Then, when they are called back to their haunted childhood home, they do so with strength and intelligence.
While at first Dani of “The Haunting of Bly Manor” seems to be a ditsy, unassuming new nanny, she proves to be smart, brave and more than capable.
Empathy
Aside from the sense of fear, Flanagan also deploys other complex feelings ensure an emotional roller coaster. He makes the scare tactics intricate, causing his characters to relate to these fears into their own lives.
An example of this is in “The Haunting of Bly Manor,” occurs when Dani, played by Victoria Pedretti, is haunted by a ghost that appears every time she looks in the mirror. The image fills her with fear, but also a sense of guilt and pain, as the figure is from a dark part of her past.
Another example can be found in “The Haunting of Hill House,” where Luke Crain, played by Oliver Jackson-Cohen, turns to drug abuse in an attempt ward off the ghosts that traumatized him in youth.

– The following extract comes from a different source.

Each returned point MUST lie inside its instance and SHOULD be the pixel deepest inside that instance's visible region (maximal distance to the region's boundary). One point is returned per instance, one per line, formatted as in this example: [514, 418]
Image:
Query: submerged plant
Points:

By relating the haunting to real-life issues, Flanagan forces the audience to empathize with these haunted, distraught characters. Their ghosts may be terrifying, but so are their personal lives.
Fear of the Unknown
Flanagan plays on the real-world fear of the unknown. Rather than focusing the majority of his scares on monsters or ghosts, he teeters over the line between what is real and what is in our heads. His scares make the characters and thus the viewers, question their reality — are they seeing ghosts, or hallucinations?
This is especially highlighted in “The Haunting of Hill House.” As adults, the Crain siblings struggle with different problems that were the result of living in the haunted house. But they’re not sure if they were from their own imaginations or the house itself and even as they unwind their traumatic pasts, they question each other’s experiences.
Essentially, Flanagan asks the same question in both stories — is it real, or all in their heads?
The horror genre has seen some progressive changes in the past decade and Flanagan has earned his role in this movement. “The Haunting” series is sure to scare you but in a deeper, more chilling and realistic manner.
While season three has not been confirmed yet, the success of the first two is likely to earn a green light from Netflix.
In the meantime, be sure to add both shows to your Halloween watchlists, as well as other spooky works by Flanagan.